Aujourd’hui Marina a décidé de faire apprendre Les quais de la Seine de Lucienne Delyle. Les violons et la voix de gouaille aux R roulés s’élèvent du smartphone, les jeunes filles battent la mesure de ce morceau composé en 1947. « Elle est jolie la mélodie », lance Christiane. Aucune des pensionnaires ne connaissait cette chanson de l’interprète du tube planétaire mon Amant de Saint-Jean. Elles l’apprendront au cours des prochaines semaines. Georgette a aussi fait partie dune chorale à Marlenheim, elle dit goûter à cet atelier. Assise juste à côté de Jean-Claude le guitariste, elle échange des blagues avec lui.

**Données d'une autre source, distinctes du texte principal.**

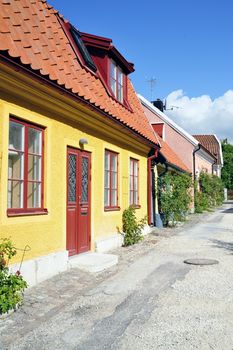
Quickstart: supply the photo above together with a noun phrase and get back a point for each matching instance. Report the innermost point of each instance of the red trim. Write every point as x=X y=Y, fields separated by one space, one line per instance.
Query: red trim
x=134 y=178
x=110 y=189
x=29 y=72
x=106 y=45
x=27 y=213
x=149 y=185
x=25 y=209
x=112 y=208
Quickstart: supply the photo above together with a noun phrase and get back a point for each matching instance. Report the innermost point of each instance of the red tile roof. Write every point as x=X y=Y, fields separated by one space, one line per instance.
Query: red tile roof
x=31 y=30
x=211 y=144
x=171 y=157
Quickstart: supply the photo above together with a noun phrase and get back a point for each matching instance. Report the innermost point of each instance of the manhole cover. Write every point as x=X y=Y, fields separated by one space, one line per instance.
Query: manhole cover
x=201 y=261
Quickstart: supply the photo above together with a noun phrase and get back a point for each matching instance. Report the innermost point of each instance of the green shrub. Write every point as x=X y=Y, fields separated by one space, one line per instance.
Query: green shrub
x=210 y=194
x=174 y=197
x=132 y=227
x=11 y=285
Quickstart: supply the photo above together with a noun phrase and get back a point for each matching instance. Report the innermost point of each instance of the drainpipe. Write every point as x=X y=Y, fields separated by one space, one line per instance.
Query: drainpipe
x=194 y=161
x=149 y=187
x=215 y=162
x=194 y=170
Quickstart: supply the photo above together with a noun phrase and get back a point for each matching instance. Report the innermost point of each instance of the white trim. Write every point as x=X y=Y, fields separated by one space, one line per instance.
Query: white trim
x=167 y=120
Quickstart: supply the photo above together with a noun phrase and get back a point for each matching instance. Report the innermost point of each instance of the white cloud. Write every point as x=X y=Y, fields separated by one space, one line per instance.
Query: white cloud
x=202 y=115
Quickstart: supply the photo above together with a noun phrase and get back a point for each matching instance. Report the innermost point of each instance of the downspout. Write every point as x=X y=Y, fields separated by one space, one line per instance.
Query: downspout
x=194 y=171
x=215 y=162
x=149 y=187
x=194 y=161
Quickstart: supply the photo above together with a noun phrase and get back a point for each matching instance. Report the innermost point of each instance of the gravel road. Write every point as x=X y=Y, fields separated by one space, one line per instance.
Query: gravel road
x=151 y=300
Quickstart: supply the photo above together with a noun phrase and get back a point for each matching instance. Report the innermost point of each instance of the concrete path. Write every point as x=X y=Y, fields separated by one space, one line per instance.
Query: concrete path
x=151 y=300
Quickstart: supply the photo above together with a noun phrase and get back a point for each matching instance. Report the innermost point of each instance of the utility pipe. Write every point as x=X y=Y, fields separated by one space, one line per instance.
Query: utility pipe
x=149 y=187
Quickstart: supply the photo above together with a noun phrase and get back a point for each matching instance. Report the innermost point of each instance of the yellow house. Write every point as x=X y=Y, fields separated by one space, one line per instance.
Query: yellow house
x=74 y=140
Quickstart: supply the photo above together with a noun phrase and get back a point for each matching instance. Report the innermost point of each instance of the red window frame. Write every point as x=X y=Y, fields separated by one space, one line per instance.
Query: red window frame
x=110 y=205
x=134 y=178
x=25 y=210
x=117 y=83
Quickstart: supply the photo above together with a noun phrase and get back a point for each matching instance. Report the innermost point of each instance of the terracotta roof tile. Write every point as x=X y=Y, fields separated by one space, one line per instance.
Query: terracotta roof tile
x=211 y=144
x=171 y=156
x=31 y=30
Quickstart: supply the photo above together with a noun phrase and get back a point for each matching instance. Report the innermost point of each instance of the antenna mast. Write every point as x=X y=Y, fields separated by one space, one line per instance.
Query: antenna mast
x=152 y=82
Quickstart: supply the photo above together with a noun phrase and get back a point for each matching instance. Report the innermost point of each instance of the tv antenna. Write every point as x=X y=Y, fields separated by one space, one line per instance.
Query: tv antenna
x=152 y=82
x=171 y=108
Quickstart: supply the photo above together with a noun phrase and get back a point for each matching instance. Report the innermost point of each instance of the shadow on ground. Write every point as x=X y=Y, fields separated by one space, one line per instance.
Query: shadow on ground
x=228 y=211
x=223 y=245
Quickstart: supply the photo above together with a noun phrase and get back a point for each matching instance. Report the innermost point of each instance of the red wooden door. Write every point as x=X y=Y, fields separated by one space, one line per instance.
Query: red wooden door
x=78 y=201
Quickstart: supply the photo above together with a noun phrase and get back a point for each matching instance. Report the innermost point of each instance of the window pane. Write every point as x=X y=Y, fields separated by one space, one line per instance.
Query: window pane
x=107 y=161
x=34 y=195
x=106 y=179
x=106 y=198
x=15 y=194
x=34 y=167
x=15 y=165
x=71 y=177
x=113 y=70
x=135 y=168
x=131 y=167
x=114 y=181
x=113 y=85
x=16 y=136
x=120 y=76
x=131 y=197
x=131 y=183
x=135 y=197
x=114 y=197
x=114 y=162
x=84 y=179
x=34 y=141
x=120 y=93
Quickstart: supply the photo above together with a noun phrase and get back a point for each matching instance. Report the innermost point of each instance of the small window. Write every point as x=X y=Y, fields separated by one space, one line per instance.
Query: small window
x=83 y=50
x=133 y=186
x=117 y=81
x=25 y=167
x=111 y=180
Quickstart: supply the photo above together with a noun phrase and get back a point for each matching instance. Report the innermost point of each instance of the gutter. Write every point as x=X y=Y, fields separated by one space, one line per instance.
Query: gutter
x=63 y=91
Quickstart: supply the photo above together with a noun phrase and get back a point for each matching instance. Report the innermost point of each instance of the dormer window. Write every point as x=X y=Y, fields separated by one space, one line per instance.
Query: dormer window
x=83 y=50
x=117 y=81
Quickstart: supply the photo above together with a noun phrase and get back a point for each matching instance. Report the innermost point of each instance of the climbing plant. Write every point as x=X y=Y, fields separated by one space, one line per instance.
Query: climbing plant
x=174 y=196
x=11 y=285
x=132 y=227
x=209 y=192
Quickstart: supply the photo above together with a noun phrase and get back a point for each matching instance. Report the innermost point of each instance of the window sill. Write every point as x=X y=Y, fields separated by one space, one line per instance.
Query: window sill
x=27 y=213
x=112 y=208
x=135 y=206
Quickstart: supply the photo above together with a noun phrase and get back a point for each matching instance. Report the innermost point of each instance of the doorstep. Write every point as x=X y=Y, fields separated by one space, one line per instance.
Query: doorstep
x=93 y=262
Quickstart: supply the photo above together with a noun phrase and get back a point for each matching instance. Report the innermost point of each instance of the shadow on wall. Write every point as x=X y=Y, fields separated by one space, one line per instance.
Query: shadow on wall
x=223 y=245
x=228 y=211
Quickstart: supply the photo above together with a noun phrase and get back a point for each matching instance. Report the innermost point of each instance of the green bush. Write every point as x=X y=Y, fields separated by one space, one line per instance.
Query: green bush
x=132 y=227
x=174 y=197
x=210 y=194
x=11 y=285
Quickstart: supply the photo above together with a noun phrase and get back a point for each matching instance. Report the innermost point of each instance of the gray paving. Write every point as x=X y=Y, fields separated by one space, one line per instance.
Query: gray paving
x=150 y=300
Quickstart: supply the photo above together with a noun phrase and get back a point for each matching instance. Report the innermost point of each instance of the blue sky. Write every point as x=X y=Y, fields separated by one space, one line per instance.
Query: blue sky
x=185 y=44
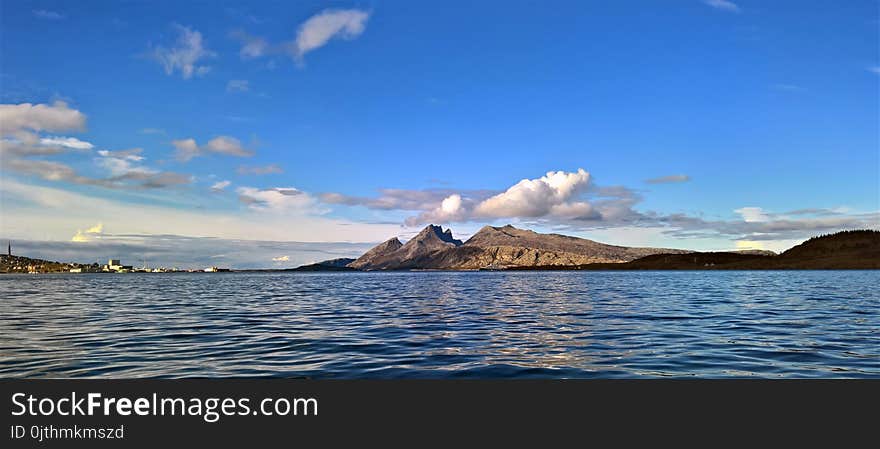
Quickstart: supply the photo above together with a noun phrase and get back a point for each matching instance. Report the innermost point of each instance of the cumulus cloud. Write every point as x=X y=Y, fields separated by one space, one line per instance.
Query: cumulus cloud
x=723 y=5
x=259 y=170
x=668 y=179
x=551 y=194
x=276 y=199
x=186 y=55
x=220 y=186
x=230 y=146
x=319 y=29
x=66 y=142
x=237 y=86
x=40 y=117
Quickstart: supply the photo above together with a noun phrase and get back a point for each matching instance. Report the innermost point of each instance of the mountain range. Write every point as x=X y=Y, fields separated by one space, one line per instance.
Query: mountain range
x=510 y=248
x=495 y=248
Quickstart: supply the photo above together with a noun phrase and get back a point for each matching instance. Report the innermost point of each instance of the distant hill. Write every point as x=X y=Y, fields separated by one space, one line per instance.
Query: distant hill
x=842 y=250
x=494 y=247
x=19 y=264
x=327 y=265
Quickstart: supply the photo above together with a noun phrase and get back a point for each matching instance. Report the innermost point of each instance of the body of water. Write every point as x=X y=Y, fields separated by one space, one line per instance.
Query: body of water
x=442 y=324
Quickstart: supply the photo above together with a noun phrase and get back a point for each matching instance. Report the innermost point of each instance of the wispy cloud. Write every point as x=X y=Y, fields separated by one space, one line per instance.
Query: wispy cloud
x=723 y=5
x=186 y=55
x=66 y=142
x=789 y=87
x=251 y=46
x=314 y=33
x=220 y=186
x=319 y=29
x=237 y=86
x=46 y=14
x=89 y=234
x=230 y=146
x=668 y=179
x=259 y=170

Mariana, 22 ans, ici avec Georgette, vient de la ville ukrainienne de Soumy située à l’Est du pays. Elle est engagée avec Ballade depuis près de 3 ans Photo : Abdesslam Mirdass / Rue89 Strasbourg

Quand on leur demande de qui elle aimerait fredonner les chansons, un nom fuse : « Franck Mickaël ! », l’interprète de Toutes les femmes sont belles, est très apprécié ici. Le crooner belge d’origine italienne a construit sa carrière sur des textes qui célèbrent l’amour, la séduction, la romance et des refrains lancinants. Georgette préfère chanter en français mais sourit : 

« Toutes les musiques sont belles quand elles sont bien jouées. Édith Piaf, c’est de notre temps, c’est sûr que c’est pas récent…  Ici L’ambiance est bonne, ça permet de rompre l’isolement. »

L’atelier le plus suivi

Audrey Muckensturm, responsable de la résidence, qui accueille 30 résidents dans des appartements indépendants mais avec salle, assistance et services communs, explique la genèse de cet atelier :

« On aime bien penser à des activités propices aux échanges. La musique et le chant font partie des demandes qui nous avaient été faites et c’est l’atelier le plus fréquenté. Parfois, Ballade vient aussi avec des instruments, elles apprécient de pouvoir essayer d’en jouer. »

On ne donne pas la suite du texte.